I just joined so I hope you already found your answer. You have the right to French citizenship, in fact it is automatic.
I quote SOS-Net Etrangers:
Si vous avez au moins un parent français :
Vous êtes automatiquement français, que vous soyez né en France ou à l’étranger.
I translate:
If you have at least one French parent, you are are automatically French, whether you are born in France or abroad.
Source:
Droit des étrangers : SOS-Net Étrangers en France.
Its just paperwork now. If you haven't already done so you could start here: consulat général - Service de l'état à New York : (212) 606-3651 ou (212) 606-3637.
But your question asked about dual citizenship. Now that you know that you are French, the question is are you allowed to keep your American citizenship once you get your French papers? The answer is yes, but I don't have a written source.
I had read somewhere a subtlety about this but no longer have the source. The subtely was: If a country gives you citzenship without your having asked for it
--this is your case since yours is granted automatically--
then the US has nothing to say. However, if one asks for citizenship of another country
--this is my case--
the US may remove your US citizenship. However this appears not to be so...
I asked someone at the US embassy here in Paris if I (who am not French but married to a French man) could ask for French citizenship and keep my American citizenship and he said yes, the US cannot take my US citizenship away for having obtained French citizenship.
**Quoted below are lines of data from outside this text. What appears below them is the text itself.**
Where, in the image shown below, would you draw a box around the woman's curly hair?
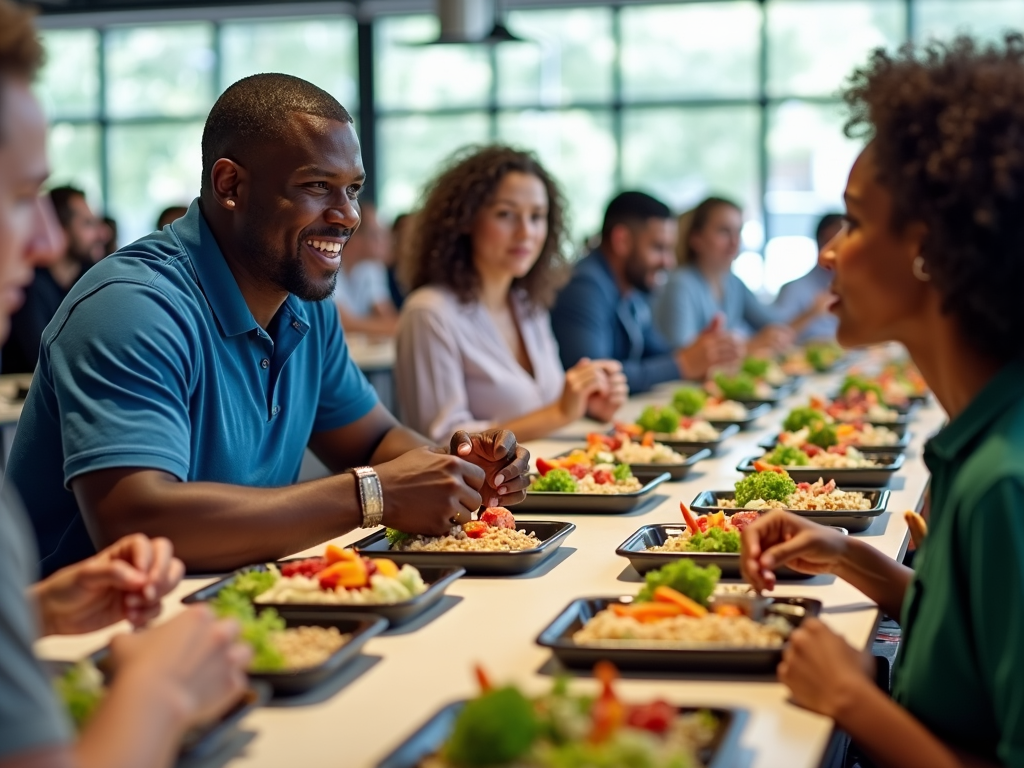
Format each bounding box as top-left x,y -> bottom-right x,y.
408,145 -> 568,307
844,34 -> 1024,360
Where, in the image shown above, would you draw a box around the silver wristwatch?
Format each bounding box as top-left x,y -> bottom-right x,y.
352,467 -> 384,528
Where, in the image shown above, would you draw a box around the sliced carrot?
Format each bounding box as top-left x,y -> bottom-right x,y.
679,502 -> 700,536
654,587 -> 708,618
611,602 -> 683,624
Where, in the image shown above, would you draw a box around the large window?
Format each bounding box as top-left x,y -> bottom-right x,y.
38,0 -> 1024,293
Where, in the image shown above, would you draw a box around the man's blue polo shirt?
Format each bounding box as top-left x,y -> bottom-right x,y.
7,202 -> 377,574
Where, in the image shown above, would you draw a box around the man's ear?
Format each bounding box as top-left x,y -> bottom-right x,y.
210,158 -> 249,211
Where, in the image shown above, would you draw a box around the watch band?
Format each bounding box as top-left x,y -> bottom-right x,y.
352,467 -> 384,528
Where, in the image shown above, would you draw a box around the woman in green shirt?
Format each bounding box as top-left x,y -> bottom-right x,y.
742,36 -> 1024,768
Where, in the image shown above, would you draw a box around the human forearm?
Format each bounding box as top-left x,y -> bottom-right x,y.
833,679 -> 998,768
73,470 -> 362,571
833,539 -> 913,616
75,676 -> 186,768
370,426 -> 437,464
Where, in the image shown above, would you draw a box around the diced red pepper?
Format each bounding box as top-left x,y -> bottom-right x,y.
462,520 -> 490,539
537,459 -> 558,476
679,502 -> 700,536
627,699 -> 679,733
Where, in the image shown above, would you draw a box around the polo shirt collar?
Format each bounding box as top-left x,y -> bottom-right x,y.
171,198 -> 260,336
928,361 -> 1024,462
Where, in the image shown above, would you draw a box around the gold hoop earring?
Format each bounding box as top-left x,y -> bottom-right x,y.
912,256 -> 932,283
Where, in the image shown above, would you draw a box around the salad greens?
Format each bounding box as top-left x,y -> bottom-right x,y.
210,584 -> 285,672
444,686 -> 540,766
715,373 -> 757,400
739,357 -> 771,379
782,406 -> 825,432
736,471 -> 797,507
672,387 -> 708,416
634,558 -> 722,607
384,528 -> 413,548
529,467 -> 581,494
637,406 -> 680,434
807,422 -> 839,449
53,658 -> 104,730
763,445 -> 811,467
611,464 -> 633,482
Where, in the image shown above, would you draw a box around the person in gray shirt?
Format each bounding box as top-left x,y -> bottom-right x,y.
0,0 -> 252,768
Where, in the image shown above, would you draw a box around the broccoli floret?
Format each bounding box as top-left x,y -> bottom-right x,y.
736,473 -> 806,507
715,373 -> 757,400
686,528 -> 739,552
444,686 -> 541,766
529,469 -> 578,494
782,406 -> 825,432
672,387 -> 708,416
637,406 -> 679,434
740,357 -> 771,379
230,570 -> 278,600
635,558 -> 722,605
384,528 -> 413,549
807,422 -> 839,449
764,445 -> 811,467
840,374 -> 883,402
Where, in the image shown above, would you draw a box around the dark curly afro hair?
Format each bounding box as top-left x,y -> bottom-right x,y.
409,145 -> 568,307
844,34 -> 1024,360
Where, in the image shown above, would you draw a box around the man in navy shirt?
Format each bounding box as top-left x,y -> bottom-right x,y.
7,75 -> 528,572
551,191 -> 741,392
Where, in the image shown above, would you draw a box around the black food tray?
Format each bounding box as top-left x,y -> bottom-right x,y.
537,597 -> 821,674
647,417 -> 737,454
690,488 -> 890,534
43,648 -> 271,762
758,424 -> 911,452
377,700 -> 746,768
181,565 -> 466,627
615,523 -> 811,579
249,605 -> 387,696
552,438 -> 711,481
352,520 -> 575,575
515,470 -> 670,515
697,400 -> 773,430
736,451 -> 903,488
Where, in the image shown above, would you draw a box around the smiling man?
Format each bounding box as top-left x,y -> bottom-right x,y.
7,75 -> 528,572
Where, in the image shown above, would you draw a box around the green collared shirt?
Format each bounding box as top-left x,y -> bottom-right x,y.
893,362 -> 1024,766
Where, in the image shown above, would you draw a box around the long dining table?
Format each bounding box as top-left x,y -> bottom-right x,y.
38,360 -> 945,768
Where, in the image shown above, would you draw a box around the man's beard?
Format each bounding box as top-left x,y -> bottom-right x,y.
242,230 -> 338,301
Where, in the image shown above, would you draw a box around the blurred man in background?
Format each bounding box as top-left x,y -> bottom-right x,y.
775,213 -> 843,342
334,203 -> 398,336
551,191 -> 742,392
0,186 -> 111,374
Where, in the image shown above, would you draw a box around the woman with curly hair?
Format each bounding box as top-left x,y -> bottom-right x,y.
395,146 -> 628,440
741,36 -> 1024,768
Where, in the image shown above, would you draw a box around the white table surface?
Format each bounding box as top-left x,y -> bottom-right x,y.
39,370 -> 944,768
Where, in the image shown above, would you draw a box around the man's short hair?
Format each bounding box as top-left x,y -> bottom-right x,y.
201,74 -> 352,194
50,186 -> 85,229
0,0 -> 43,143
601,191 -> 672,240
814,213 -> 843,249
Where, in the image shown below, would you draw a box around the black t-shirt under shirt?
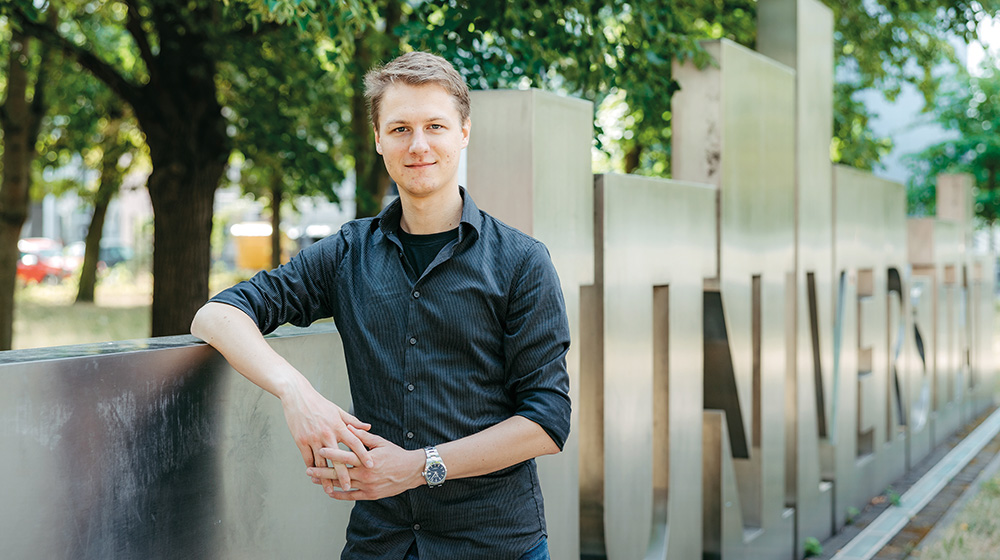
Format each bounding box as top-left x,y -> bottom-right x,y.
396,228 -> 458,278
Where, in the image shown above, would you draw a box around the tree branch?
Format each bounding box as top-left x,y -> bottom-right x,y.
18,12 -> 142,105
125,0 -> 153,74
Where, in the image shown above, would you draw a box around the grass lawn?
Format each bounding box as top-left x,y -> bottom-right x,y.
914,477 -> 1000,560
13,268 -> 152,350
13,265 -> 253,350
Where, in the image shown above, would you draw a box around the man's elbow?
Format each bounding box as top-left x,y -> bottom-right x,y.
191,302 -> 217,342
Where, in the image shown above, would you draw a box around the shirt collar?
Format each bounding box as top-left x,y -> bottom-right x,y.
372,186 -> 483,243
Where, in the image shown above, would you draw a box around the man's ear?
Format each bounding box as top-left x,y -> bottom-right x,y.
372,125 -> 382,155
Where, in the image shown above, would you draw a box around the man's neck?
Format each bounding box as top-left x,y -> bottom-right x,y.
399,186 -> 462,235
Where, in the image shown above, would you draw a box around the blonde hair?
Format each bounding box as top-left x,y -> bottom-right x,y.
365,51 -> 471,128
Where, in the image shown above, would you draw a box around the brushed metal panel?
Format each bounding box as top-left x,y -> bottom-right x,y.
467,90 -> 599,558
931,219 -> 965,444
0,326 -> 358,560
757,0 -> 834,550
829,166 -> 907,527
672,40 -> 795,557
595,175 -> 716,560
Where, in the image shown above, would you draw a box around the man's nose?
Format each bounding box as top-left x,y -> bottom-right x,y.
410,130 -> 427,154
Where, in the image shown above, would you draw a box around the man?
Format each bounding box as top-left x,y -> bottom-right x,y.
191,52 -> 570,560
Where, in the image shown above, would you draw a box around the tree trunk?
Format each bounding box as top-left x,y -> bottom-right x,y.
0,31 -> 47,350
625,142 -> 642,173
76,177 -> 119,303
271,175 -> 284,268
133,82 -> 229,336
76,116 -> 124,303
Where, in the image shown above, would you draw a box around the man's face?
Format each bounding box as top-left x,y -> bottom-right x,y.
375,84 -> 471,198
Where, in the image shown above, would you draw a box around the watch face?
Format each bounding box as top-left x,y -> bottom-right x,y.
426,463 -> 448,485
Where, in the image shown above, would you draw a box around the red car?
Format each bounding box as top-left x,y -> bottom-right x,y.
17,237 -> 71,284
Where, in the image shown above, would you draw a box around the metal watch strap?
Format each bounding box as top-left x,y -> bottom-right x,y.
422,446 -> 448,488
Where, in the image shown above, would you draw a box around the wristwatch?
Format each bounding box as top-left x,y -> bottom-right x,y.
421,446 -> 448,488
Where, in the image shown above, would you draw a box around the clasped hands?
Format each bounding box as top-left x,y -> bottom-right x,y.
306,424 -> 425,500
282,393 -> 425,501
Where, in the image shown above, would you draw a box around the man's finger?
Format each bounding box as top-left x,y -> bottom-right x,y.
340,409 -> 372,431
340,424 -> 375,469
348,424 -> 386,447
319,447 -> 361,467
296,444 -> 312,467
313,449 -> 342,494
333,463 -> 351,490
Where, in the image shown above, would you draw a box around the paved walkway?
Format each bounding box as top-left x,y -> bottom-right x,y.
819,411 -> 1000,560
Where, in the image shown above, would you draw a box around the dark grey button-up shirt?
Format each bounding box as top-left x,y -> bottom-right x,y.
213,189 -> 570,560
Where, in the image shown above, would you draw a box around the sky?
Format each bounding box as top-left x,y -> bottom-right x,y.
966,17 -> 1000,76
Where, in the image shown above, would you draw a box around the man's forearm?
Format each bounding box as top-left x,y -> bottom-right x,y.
437,416 -> 559,479
191,302 -> 308,398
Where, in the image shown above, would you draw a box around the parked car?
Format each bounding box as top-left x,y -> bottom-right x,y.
63,241 -> 132,274
17,237 -> 72,284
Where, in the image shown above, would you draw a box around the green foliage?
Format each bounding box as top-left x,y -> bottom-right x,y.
907,60 -> 1000,225
803,537 -> 823,558
217,28 -> 348,206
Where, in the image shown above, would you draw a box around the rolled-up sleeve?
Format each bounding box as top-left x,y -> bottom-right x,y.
209,232 -> 347,334
504,242 -> 570,449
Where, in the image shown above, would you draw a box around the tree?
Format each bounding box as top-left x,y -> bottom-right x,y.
907,60 -> 1000,228
37,57 -> 148,303
260,0 -> 1000,179
11,0 -> 367,336
0,21 -> 51,350
220,23 -> 349,267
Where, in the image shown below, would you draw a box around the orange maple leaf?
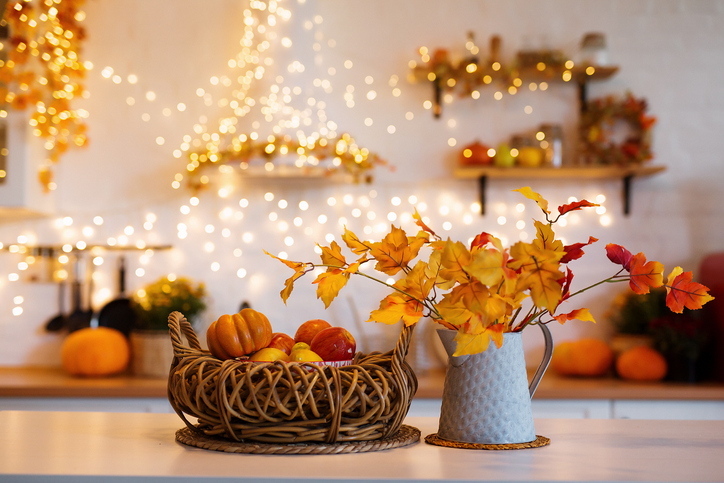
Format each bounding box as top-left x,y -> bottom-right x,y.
606,243 -> 633,271
314,268 -> 349,309
666,267 -> 714,314
264,250 -> 307,305
439,240 -> 472,283
412,208 -> 439,238
533,220 -> 563,252
513,186 -> 551,215
629,253 -> 664,295
367,292 -> 424,326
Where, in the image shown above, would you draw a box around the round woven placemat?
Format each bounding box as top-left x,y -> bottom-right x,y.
425,433 -> 551,450
176,424 -> 420,455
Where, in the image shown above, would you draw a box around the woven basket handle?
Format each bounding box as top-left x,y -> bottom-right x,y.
168,311 -> 201,357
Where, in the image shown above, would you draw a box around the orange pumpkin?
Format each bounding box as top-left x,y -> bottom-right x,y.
458,140 -> 493,166
551,338 -> 613,377
206,308 -> 272,360
616,346 -> 668,381
61,327 -> 131,377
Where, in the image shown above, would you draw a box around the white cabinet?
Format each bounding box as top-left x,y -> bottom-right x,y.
0,111 -> 55,221
0,397 -> 174,413
408,399 -> 724,420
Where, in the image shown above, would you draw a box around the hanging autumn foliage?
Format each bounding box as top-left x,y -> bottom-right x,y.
0,0 -> 87,191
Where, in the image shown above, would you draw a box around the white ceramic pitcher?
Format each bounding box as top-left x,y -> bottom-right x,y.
437,324 -> 553,444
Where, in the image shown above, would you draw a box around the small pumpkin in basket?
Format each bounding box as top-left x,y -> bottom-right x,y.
206,308 -> 272,360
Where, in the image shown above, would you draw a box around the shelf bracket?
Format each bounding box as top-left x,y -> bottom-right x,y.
623,174 -> 633,216
478,175 -> 488,215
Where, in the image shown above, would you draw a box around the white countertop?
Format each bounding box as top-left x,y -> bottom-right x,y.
0,411 -> 724,483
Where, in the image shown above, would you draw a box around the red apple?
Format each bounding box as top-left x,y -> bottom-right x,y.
309,327 -> 357,361
294,319 -> 332,345
267,332 -> 294,355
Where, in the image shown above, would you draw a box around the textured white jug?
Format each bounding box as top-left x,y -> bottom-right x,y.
437,324 -> 553,444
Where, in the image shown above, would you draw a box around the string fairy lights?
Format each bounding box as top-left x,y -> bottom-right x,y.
0,0 -> 620,326
0,0 -> 92,192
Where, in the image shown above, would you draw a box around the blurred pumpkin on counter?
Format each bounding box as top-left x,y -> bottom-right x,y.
616,346 -> 668,381
551,338 -> 613,377
61,327 -> 131,377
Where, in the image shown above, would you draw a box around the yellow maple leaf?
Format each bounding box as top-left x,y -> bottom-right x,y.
508,242 -> 566,271
435,293 -> 473,327
453,324 -> 504,356
394,260 -> 435,300
513,186 -> 551,215
342,226 -> 370,255
314,268 -> 349,308
440,240 -> 473,283
370,225 -> 429,275
465,249 -> 505,287
517,263 -> 565,313
425,240 -> 455,290
367,294 -> 424,326
317,241 -> 347,268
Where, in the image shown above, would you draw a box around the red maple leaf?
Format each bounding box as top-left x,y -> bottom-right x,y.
629,253 -> 664,295
666,272 -> 714,314
561,236 -> 598,263
470,232 -> 495,250
606,243 -> 633,272
559,267 -> 573,305
558,200 -> 599,216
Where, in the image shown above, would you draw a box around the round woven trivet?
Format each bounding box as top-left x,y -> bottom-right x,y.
176,424 -> 420,455
425,433 -> 551,450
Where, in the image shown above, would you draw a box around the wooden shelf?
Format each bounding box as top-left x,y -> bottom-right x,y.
455,166 -> 666,179
454,166 -> 666,215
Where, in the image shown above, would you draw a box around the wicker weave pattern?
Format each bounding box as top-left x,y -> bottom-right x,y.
163,312 -> 417,443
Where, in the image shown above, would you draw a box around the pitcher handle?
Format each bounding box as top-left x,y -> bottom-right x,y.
528,324 -> 553,399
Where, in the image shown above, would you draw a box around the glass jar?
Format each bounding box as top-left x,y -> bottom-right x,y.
537,124 -> 563,168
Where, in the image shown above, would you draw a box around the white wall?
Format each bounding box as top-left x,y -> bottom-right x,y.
0,0 -> 724,365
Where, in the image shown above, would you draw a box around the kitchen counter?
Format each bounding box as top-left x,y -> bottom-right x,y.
0,411 -> 724,483
0,367 -> 724,401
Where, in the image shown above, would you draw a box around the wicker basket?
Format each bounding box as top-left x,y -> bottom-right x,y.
168,312 -> 417,443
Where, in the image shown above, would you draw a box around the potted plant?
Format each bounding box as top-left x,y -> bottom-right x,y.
130,277 -> 206,377
610,288 -> 709,382
270,187 -> 712,444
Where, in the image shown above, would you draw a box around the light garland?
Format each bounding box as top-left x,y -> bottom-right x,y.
0,0 -> 91,192
0,2 -> 624,326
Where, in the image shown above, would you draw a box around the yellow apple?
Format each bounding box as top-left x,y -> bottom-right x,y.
289,349 -> 324,362
249,347 -> 289,362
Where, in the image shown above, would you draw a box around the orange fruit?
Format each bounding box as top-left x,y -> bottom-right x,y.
551,342 -> 574,376
616,346 -> 668,381
551,338 -> 613,377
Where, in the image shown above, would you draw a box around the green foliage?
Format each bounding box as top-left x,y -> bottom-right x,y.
132,277 -> 206,330
610,288 -> 708,359
610,289 -> 668,335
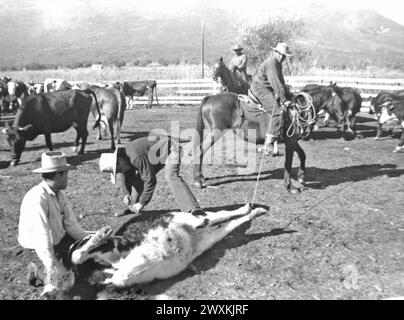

I do have a source for this next item :
You can even vote in France (if you lived here) without losing your Amercian citizenship, since 1978.
I quote:
En 1967, une décision de la Cour Suprême des Etats-Unis, suivie en 1978 par un vote du Congrès, a fait en sorte que nul ne peut être déchu de sa nationalité américaine pour avoir pris part aux éléctions de son autre patrie, s'il n'a lui même, auparavant, déclaré vouloir y renoncer.
I translate:
In 1967, a decision by the US Supreme court, followed by a congressional vote in 1978, declared that no-one could have their US citizenship removed for having voted in an election in his other country, unless he had at some time expressly declared the wish to renounce his US citizenship.